In the following interview, we discuss her recent work to uncover the characteristics of an oddly low-density planet, what it’s like to be a woman in STEM, and what it means to be a National Geographic Explorer.
The following interview has been edited for clarity and length.
So first, can you give us a brief introduction? Who are you and how did you get into astronomy?
My name is Munazza Alam and I'm an astronomer studying exoplanets or planets outside of the Solar System. I'm originally from New York City, so I didn't grow up with the view of the night sky or looking up at the stars with a backyard telescope. I found my interest in astronomy later in life—as they say.
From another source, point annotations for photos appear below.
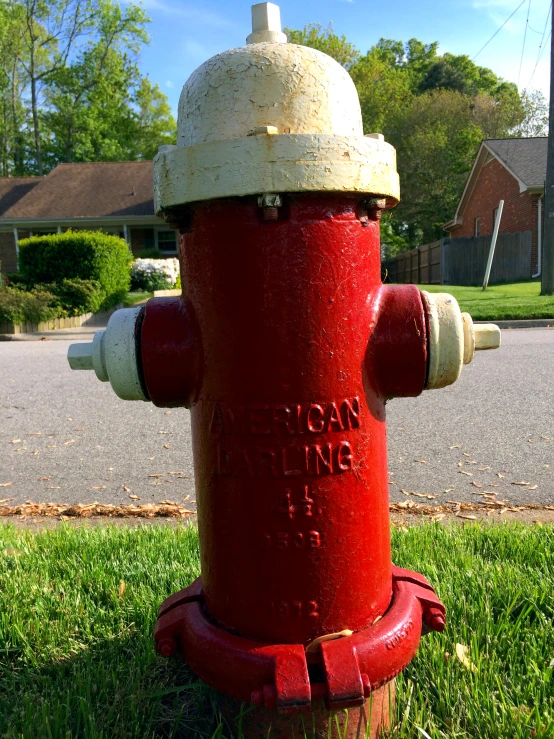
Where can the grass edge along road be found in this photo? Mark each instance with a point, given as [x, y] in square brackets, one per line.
[78, 609]
[515, 301]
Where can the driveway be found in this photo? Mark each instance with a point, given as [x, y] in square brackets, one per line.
[65, 437]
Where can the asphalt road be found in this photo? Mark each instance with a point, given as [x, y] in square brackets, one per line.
[65, 437]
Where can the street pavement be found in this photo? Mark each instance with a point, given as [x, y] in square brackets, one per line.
[66, 438]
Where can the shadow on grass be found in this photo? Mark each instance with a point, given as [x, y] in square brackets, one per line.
[115, 689]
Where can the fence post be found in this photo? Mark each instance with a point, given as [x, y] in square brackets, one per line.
[493, 244]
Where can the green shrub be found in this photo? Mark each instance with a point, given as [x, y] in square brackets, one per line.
[15, 279]
[83, 255]
[77, 296]
[19, 306]
[149, 253]
[148, 281]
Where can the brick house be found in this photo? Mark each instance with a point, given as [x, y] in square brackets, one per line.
[513, 170]
[115, 197]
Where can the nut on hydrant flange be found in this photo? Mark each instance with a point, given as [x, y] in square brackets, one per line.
[286, 347]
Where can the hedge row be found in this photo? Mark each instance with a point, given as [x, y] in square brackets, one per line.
[45, 302]
[91, 256]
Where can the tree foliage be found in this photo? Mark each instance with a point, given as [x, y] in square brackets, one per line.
[435, 110]
[70, 88]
I was an undergraduate student studying physics and it's there that I connected with a research group in the astrophysics department at the American Museum of Natural History and got my first glimpse of what it meant and what it felt like to be an astronomer.
Through those experiences, I had my first try at a research project, which I enjoyed very much, and even got to go on my first observing run. And that's where I really fell in love with astronomy.
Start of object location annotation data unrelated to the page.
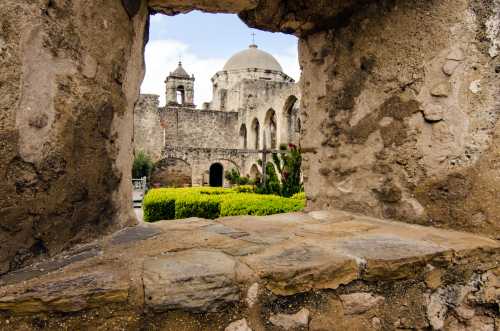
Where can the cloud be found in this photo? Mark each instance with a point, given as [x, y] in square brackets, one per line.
[162, 56]
[289, 61]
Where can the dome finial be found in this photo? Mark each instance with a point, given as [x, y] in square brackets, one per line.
[253, 44]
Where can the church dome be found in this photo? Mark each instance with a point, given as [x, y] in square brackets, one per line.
[252, 58]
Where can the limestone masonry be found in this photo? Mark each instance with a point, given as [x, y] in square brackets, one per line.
[399, 120]
[254, 105]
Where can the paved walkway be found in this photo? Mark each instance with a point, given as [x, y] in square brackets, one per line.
[204, 266]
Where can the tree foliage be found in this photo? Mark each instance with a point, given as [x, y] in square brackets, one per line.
[143, 165]
[287, 166]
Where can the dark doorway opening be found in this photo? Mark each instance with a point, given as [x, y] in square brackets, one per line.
[216, 175]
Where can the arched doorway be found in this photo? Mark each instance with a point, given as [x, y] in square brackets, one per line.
[216, 175]
[256, 133]
[291, 117]
[270, 124]
[171, 172]
[243, 136]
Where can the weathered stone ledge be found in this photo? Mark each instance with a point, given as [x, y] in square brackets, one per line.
[247, 264]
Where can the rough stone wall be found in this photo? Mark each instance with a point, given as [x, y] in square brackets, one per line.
[69, 71]
[401, 100]
[148, 132]
[172, 172]
[200, 160]
[186, 127]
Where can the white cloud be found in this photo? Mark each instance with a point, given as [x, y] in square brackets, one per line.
[161, 58]
[289, 61]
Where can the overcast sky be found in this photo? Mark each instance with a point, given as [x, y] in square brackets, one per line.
[204, 42]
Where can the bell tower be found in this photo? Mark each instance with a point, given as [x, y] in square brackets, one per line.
[180, 88]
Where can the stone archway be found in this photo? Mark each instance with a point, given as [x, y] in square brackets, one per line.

It was the first time that I had ever seen a view of a dark night sky illuminated by hundreds of thousands of stars. And that's when I was hooked, and I knew that I wanted to do this long-term.
Can you describe generally what you do at the Earth and Planets Laboratory (EPL)?
Currently, I work on observations of the atmospheres of exoplanets using data from large ground-based telescopes and space-based telescopes, like the Hubble Space Telescope, and very soon, once the data comes in, with the James Webb Space Telescope. I'm really excited to learn more about the thousands of planets that we've already discovered and figure out what it's like on these other worlds.
What is the coolest project that you are working on?
So I just wrapped up a project, and I’m in the process of getting that revised and re-submitted for publication.
This project was exciting because I was looking at data from the Hubble Space Telescope of the atmosphere of a planet that has an extremely low mass.
The measured mass and radius of this planet correspond to a very low density. When planets have low densities, either they have really puffy extended atmospheres where their radii are large (like “super-puff” planets) or they have low masses.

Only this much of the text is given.